50 Cars/50 States Program Solves Transportation Problem for a Struggling Veteran
Ed Coates wasn’t the lucky winner of a grand prize drawing.AAMCO | 12/31/2012
Ed Coates wasn’t the lucky winner of a grand prize drawing. And the vehicle presented to him in November wasn’t new.
It was the red 1999 Dodge Caravan that he already owned.
But there was one difference from the last time he’d seen it. When Coates put the key in the ignition, it started.
“I was beyond happy to see my van fixed,” Coates said. A three-time recipient of the Purple Heart, he had deployed with the Army during Desert Storm once and Iraq twice and was injured each time.
Earlier this year, he was named a recipient of 50 Cars in 50 States, which is a partnership between AAMCO and the Military Order of the Purple Heart to repair vehicles of combat veterans.
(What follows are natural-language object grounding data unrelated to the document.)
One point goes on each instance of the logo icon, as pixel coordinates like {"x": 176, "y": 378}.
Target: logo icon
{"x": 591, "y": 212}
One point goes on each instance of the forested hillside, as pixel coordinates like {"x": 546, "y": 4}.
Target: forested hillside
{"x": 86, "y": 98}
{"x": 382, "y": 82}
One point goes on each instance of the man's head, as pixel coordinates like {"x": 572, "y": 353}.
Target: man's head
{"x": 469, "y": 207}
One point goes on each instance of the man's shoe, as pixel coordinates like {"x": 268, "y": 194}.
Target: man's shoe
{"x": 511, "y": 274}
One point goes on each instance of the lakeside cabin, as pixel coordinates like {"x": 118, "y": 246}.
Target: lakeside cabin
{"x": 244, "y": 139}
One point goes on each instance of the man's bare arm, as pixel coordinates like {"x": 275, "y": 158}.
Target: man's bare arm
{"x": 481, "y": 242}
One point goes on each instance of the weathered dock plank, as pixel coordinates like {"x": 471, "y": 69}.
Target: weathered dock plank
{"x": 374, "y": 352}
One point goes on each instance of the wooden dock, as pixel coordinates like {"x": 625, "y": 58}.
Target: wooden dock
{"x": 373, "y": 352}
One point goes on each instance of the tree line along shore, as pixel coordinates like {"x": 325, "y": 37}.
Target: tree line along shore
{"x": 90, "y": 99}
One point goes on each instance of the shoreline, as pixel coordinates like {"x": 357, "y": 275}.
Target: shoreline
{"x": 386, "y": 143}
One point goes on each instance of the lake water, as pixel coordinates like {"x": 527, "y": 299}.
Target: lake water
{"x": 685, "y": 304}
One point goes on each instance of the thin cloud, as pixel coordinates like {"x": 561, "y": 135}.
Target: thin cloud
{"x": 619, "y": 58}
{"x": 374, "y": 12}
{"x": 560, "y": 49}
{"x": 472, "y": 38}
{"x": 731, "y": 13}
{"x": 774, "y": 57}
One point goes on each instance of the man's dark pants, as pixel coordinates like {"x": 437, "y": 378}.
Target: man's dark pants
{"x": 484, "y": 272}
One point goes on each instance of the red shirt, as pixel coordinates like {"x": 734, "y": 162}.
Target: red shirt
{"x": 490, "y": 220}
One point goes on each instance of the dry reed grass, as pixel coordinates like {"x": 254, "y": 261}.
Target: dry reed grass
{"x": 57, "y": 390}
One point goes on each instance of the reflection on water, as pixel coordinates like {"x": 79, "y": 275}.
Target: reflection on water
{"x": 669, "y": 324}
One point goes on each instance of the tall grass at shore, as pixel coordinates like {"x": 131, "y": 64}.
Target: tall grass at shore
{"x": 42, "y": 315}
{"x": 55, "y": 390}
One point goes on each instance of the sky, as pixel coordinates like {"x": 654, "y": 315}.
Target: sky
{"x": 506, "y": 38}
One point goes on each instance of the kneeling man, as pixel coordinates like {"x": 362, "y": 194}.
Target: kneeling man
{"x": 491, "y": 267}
In July, Coates and his wife, Teresa, were staying with friends in Lake Station when they decided to pack up their three daughters – ages 4, 2 and 1 – to move to Indianapolis. They hoped to find a house to make their home.
But about 90 miles later, the Dodge Caravan broke down in Lafayette.
After a two-month stay at the Salvation Army Family Emergency Shelter, Coates moved to the Indiana Veterans’ Home. His wife and daughters stayed with friends in Lafayette.
Every Monday, he rode three different buses to go see his family. It took 45 minutes.
When Coates received his working van on Nov. 12 – a Monday – he said the first place he went was to see his family. He drove.
Now he can pick up his daughters and see them every other day or every few days. He takes them to parks or on rare occasions, back to the veterans home. But he said his wife has left him, and he doesn’t know if she’ll be back.
Coates has been looking for a job since he returned to the United States in 2009, years before coming to Lafayette.
With his van, he can drive to submit applications and go on interviews. He said he has two interviews coming up.
He earns a small income from still serving in the National Guard, but he said most of it goes for diapers.
And because of his time in combat and his injuries, he has constant ringing in his ears, short-term memory loss and isn’t allowed to lift more than 20 pounds, making it difficult for him to keep a job.
“I’ve been applying all around town,” he said. “I’ll do anything I can get.”
He’s considering going to stay with his parents in Tennessee, but if a job in Lafayette works out, Coates said he’d come back.
“And I’d rather be back up here in case my wife decides to come back,” he said.
Taking care of his family is Coates’s top priority.
“Ultimately, I want to be wherever I can have a job and feed my girls.”